By Gary Bosworth, RSA East Midlands Brach Chair.
Probably the last time the East Midlands branch of the RSA met, climate change was still called “global warming” and in our region we were talking fondly about warmer summers, vineyards and certainly not ugly windfarms all over the countryside.
But times have changed, and this seminar, attended by 22 delegates, identified a number of distinctive impacts for urban and rural regions. Speakers also emphasised the need to think across spatial divides to create innovative social and political approaches to address the growing challenges that we face together.
The event began with a video presentation from Dr Candice Howarth (LSE) who emphasised the need for communicating information in ways that relate to people’s lives. An overload of information could almost be detrimental and lead to resignation in the face of such an apocalyptic challenge. Feeding forward into later discussions, the call to recognise “bottom-up” action was well received, with models of co-production that involved multiple types of stakeholders beyond simple linear or even triple helix models opening our eyes to the complexity, but also the potential for action.
Within the context of urban regions Dr Andrew Kythreotis (University of Lincoln) focused heavily on how climate adaptation/impact policies have been framed ostensibly in terms of socio-economic and physical/biological risks, largely through the broad encompassing frame of resilience. He explained that such “fetishization of the physical” in climate policy emanates from the international scale but has impacts at all levels. This has made sub-national scales of engagement with climate governance and action very difficult for citizens and wider society – and these are the very people whose actions are required to bring about change. Even simple statistics like “a 2° increase in average temperature” do not really convey the true impacts of climate change to the general public.
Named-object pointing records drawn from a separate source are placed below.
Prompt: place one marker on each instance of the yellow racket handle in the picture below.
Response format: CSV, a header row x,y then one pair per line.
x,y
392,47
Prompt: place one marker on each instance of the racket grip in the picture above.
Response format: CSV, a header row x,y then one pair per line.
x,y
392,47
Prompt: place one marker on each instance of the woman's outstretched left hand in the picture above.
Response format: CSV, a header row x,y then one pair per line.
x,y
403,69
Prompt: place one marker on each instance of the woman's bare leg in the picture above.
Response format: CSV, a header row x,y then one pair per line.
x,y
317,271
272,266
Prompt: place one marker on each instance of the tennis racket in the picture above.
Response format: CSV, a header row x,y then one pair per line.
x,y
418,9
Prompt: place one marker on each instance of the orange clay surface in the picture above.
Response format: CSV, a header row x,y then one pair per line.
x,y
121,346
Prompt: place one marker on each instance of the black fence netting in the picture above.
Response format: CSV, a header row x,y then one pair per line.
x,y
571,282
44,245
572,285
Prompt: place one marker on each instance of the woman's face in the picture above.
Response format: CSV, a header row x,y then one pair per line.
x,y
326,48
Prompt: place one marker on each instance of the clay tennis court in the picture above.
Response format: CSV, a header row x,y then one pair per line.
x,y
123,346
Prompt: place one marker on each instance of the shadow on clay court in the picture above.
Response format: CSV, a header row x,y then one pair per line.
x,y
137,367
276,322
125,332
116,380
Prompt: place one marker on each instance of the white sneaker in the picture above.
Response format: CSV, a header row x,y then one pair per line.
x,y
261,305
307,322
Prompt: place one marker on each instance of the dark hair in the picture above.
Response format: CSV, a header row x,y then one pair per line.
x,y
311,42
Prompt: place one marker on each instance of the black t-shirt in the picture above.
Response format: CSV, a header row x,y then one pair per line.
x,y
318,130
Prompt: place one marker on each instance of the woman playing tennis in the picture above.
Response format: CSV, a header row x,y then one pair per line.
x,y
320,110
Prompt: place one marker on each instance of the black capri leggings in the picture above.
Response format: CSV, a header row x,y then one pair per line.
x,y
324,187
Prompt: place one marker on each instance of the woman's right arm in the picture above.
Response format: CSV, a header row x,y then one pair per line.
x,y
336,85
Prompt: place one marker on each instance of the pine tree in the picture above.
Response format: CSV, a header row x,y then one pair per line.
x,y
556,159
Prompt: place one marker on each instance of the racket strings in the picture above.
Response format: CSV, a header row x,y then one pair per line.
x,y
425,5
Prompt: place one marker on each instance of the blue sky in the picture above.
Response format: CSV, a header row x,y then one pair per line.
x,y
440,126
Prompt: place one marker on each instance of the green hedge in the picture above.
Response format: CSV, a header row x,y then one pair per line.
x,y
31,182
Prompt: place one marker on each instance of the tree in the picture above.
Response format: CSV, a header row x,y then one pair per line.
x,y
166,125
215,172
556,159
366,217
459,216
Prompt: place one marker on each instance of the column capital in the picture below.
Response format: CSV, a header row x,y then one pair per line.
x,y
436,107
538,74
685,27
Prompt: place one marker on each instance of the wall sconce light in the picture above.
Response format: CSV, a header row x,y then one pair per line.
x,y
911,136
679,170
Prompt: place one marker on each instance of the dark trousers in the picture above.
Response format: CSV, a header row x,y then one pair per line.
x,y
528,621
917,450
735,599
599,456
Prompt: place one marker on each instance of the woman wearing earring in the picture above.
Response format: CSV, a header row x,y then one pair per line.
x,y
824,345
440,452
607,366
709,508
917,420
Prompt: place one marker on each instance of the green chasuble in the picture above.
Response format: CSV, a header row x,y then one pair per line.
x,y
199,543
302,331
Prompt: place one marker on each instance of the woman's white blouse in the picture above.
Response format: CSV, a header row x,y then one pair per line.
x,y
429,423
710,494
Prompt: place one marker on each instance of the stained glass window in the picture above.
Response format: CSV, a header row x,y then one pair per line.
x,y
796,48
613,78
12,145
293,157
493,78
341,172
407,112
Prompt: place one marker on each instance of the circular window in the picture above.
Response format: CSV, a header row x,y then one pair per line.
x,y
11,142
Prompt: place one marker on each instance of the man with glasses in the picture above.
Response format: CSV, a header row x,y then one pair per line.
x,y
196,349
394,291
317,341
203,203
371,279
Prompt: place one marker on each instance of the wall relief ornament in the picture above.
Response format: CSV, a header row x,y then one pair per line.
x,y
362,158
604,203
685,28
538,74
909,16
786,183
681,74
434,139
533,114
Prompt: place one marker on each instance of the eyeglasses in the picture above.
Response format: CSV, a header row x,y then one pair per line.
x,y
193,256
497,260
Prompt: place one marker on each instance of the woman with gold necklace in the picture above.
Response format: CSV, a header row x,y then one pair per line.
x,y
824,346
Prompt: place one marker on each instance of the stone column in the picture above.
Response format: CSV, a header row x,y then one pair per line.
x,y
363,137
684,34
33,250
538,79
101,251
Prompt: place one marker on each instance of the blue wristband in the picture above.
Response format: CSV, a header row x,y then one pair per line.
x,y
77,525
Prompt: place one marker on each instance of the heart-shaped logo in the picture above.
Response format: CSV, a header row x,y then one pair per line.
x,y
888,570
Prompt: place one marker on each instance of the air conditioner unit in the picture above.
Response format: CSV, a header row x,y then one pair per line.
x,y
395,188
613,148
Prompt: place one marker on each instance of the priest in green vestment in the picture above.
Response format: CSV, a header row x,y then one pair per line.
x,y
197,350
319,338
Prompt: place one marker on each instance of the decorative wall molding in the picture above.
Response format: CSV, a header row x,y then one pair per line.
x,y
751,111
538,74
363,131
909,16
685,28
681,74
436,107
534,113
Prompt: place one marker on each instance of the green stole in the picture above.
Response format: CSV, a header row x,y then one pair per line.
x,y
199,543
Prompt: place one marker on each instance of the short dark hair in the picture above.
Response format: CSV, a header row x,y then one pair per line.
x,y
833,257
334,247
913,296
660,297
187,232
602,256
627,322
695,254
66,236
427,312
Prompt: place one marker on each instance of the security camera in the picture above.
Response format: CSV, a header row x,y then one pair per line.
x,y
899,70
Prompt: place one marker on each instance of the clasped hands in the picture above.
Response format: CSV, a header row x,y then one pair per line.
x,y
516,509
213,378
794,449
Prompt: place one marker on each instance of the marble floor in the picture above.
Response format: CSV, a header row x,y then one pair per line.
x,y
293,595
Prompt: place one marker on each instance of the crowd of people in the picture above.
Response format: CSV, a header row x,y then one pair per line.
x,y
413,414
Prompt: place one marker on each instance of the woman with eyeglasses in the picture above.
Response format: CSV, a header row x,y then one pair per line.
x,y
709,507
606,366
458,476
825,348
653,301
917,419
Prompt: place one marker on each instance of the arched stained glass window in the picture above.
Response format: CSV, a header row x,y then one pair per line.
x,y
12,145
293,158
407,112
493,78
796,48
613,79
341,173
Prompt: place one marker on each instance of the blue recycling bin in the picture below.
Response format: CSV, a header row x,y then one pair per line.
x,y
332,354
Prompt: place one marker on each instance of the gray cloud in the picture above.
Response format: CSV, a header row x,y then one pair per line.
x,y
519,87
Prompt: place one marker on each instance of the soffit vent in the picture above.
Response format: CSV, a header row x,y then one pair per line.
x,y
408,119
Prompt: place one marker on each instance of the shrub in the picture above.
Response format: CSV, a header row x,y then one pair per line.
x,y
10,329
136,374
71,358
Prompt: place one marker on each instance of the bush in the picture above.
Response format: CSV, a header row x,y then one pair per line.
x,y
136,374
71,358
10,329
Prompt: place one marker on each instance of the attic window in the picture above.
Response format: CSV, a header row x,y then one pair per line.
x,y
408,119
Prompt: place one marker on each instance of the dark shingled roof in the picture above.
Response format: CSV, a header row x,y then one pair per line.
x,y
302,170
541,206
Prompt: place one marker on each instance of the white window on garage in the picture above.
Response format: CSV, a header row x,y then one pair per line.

Andrew continued to argue that urbanisation (and rurality) has been a major cause of climate change and now these risks are accentuated in urban areas, simply by virtue of increased population exposure to continual development. But furthermore, there is a need to pay greater empirical and theoretical attention to the social and political risks that result from physical climate impacts, and one way to do this is through greater education at urban (and rural) as a ‘new civil politics of climate change’.
Additionally, being sites of larger political action and areas of lower per capita energy used (a point later echoed by Martin Phillips), Andrew made a strong case for sustainable urban policy – ‘For Urban’ – as a key part of any broader policy solution. To achieve this however, the straitjacket approaches of designing policy for major economic sectors, for “city regions” or for distinctly “urban” or “rural” environments all have to be overcome. He finally called for urban and rural scholars, and citizen and governance stakeholders alike, to demarcate the urban and rural as specific silo sites of socio-political contestation and begin to think of new ways to align the urban and rural through new forms of climate impact policy and governance.
From the rural perspective, Prof. Martin Phillips (University of Leicester) illustrated graphically how many of the big impacts of climate change were felt in rural areas. From flooding to wild-fires and even to the northward reach of the Colorado beetle, rural regions are clearly vulnerable to the effects of climate change. However, rural areas also offer opportunities as spaces for renewable energy and carbon sequestration. Therefore, Martin argued that we should not be swayed by either the urban focus of many initiatives or the media coverage on climate change into believing that the urban is the “crucible of climate change”, rather we should see the rural at the centre of the action.
Martin proceeded to draw on a number of rural case studies at very local levels to identify the reasons for “stasis”. Often it was not simply climate denial or disengagement but a belief that change was not possible. This sense of inevitability or helplessness could be attributed to the scary or technical scientific proclamations, or simply a lack of joined up approaches where people could see opportunities to take action. For others, climate change messages were wrapped up in wider narratives of “left behind Britain” highlighting the needs to better understand the politics of protest, or perhaps to decouple climate change movements from political movement and instead, as Andrew argued, place climate change action firmly in the social sphere.
In wrapping up, the initial framing of the seminar as a “comparison” between urban and rural impacts was called into question with the proposal that we should instead be “aligning”, not “comparing” responses. However, in “aligning” responses, it is clear that scalar and social differences and tensions will continue to emerge, thus everyone engaged in responses to climate change threats must continue to focus on appropriate and inclusive education and communication.